Summary: This tutorial demonstrates implementing multilingual text classification using AutoMM, focusing on cross-lingual sentiment analysis of Amazon product reviews. It provides code for setting up datasets across multiple languages (English, German, French, Japanese), implementing German BERT fine-tuning, and achieving zero-shot cross-lingual transfer using DeBERTa-V3. Key functionalities include multilingual preset configuration, parameter-efficient fine-tuning, and direct multilingual processing without translation services. The tutorial helps with tasks involving multilingual text classification, model fine-tuning, and cross-lingual transfer learning, particularly useful for developers working with multi-language sentiment analysis applications.

# AutoMM for Text - Multilingual Problems

[![Open In Colab](https://colab.research.google.com/assets/colab-badge.svg)](https://colab.research.google.com/github/autogluon/autogluon/blob/master/docs/tutorials/multimodal/text_prediction/multilingual_text.ipynb)
[![Open In SageMaker Studio Lab](https://studiolab.sagemaker.aws/studiolab.svg)](https://studiolab.sagemaker.aws/import/github/autogluon/autogluon/blob/master/docs/tutorials/multimodal/text_prediction/multilingual_text.ipynb)



People around the world speaks lots of languages. According to [SIL International](https://en.wikipedia.org/wiki/SIL_International)'s [Ethnologue: Languages of the World](https://en.wikipedia.org/wiki/Ethnologue), 
there are more than **7,100** spoken and signed languages.

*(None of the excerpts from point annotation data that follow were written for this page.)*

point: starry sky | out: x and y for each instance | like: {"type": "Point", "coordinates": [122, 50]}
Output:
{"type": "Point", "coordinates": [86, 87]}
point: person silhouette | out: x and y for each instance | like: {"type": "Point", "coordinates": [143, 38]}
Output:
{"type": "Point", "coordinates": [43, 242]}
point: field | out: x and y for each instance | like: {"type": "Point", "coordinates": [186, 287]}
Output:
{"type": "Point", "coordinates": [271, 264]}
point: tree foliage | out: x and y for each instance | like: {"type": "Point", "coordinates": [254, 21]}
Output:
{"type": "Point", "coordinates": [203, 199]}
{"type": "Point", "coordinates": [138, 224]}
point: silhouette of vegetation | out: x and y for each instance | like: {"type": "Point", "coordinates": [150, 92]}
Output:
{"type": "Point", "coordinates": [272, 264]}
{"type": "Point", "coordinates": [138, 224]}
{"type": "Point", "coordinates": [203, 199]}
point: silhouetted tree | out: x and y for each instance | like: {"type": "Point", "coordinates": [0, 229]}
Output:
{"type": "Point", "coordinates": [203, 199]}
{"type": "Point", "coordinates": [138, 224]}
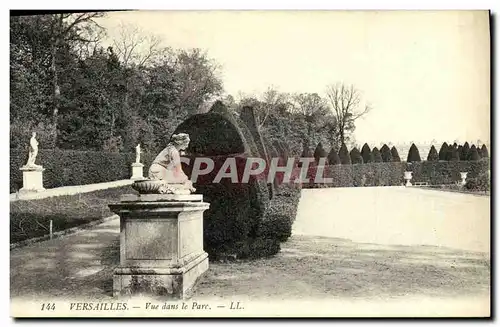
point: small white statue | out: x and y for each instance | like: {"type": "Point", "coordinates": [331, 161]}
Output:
{"type": "Point", "coordinates": [138, 153]}
{"type": "Point", "coordinates": [33, 151]}
{"type": "Point", "coordinates": [167, 166]}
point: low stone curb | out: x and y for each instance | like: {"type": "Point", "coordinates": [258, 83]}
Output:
{"type": "Point", "coordinates": [69, 231]}
{"type": "Point", "coordinates": [451, 190]}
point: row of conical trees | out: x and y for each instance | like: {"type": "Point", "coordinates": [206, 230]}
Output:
{"type": "Point", "coordinates": [454, 152]}
{"type": "Point", "coordinates": [385, 154]}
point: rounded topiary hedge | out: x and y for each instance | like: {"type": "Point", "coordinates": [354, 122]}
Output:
{"type": "Point", "coordinates": [236, 209]}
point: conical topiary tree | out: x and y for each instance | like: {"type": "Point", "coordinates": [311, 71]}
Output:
{"type": "Point", "coordinates": [413, 154]}
{"type": "Point", "coordinates": [484, 151]}
{"type": "Point", "coordinates": [345, 158]}
{"type": "Point", "coordinates": [306, 152]}
{"type": "Point", "coordinates": [465, 152]}
{"type": "Point", "coordinates": [454, 156]}
{"type": "Point", "coordinates": [395, 154]}
{"type": "Point", "coordinates": [333, 157]}
{"type": "Point", "coordinates": [377, 156]}
{"type": "Point", "coordinates": [473, 154]}
{"type": "Point", "coordinates": [366, 153]}
{"type": "Point", "coordinates": [356, 156]}
{"type": "Point", "coordinates": [386, 153]}
{"type": "Point", "coordinates": [443, 152]}
{"type": "Point", "coordinates": [433, 155]}
{"type": "Point", "coordinates": [459, 151]}
{"type": "Point", "coordinates": [319, 153]}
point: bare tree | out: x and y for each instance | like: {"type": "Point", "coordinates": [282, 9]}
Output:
{"type": "Point", "coordinates": [271, 100]}
{"type": "Point", "coordinates": [345, 101]}
{"type": "Point", "coordinates": [134, 46]}
{"type": "Point", "coordinates": [73, 29]}
{"type": "Point", "coordinates": [312, 107]}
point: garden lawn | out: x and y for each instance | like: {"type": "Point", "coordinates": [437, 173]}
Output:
{"type": "Point", "coordinates": [31, 218]}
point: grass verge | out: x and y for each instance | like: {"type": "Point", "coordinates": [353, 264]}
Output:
{"type": "Point", "coordinates": [31, 218]}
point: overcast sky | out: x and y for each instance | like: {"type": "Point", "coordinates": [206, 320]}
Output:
{"type": "Point", "coordinates": [426, 74]}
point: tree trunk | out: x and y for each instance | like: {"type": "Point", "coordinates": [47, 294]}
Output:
{"type": "Point", "coordinates": [56, 90]}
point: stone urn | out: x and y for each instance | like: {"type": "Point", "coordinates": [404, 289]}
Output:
{"type": "Point", "coordinates": [408, 176]}
{"type": "Point", "coordinates": [463, 175]}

In fact, web data nowadays are highly multilingual and lots of 
real-world problems involve text written in languages other than English.

In this tutorial, we introduce how `MultiModalPredictor` can help you build multilingual models. For the purpose of demonstration, 
we use the [Cross-Lingual Amazon Product Review Sentiment](https://webis.de/data/webis-cls-10.html) dataset, which 
comprises about 800,000 Amazon product reviews in four languages: English, German, French, and Japanese. 
We will demonstrate how to use AutoGluon Text to build sentiment classification models on the German fold of this dataset in two ways:

- Finetune the German BERT
- Cross-lingual transfer from English to German

*Note:* You are recommended to also check [Single GPU Billion-scale Model Training via Parameter-Efficient Finetuning](../advanced_topics/efficient_finetuning_basic.ipynb) about how to achieve better performance via parameter-efficient finetuning. 

## Load Dataset

The [Cross-Lingual Amazon Product Review Sentiment](https://webis.de/data/webis-cls-10.html) dataset contains Amazon product reviews in four languages. 
Here, we load the English and German fold of the dataset. In the label column, `0` means negative sentiment and `1` means positive sentiment.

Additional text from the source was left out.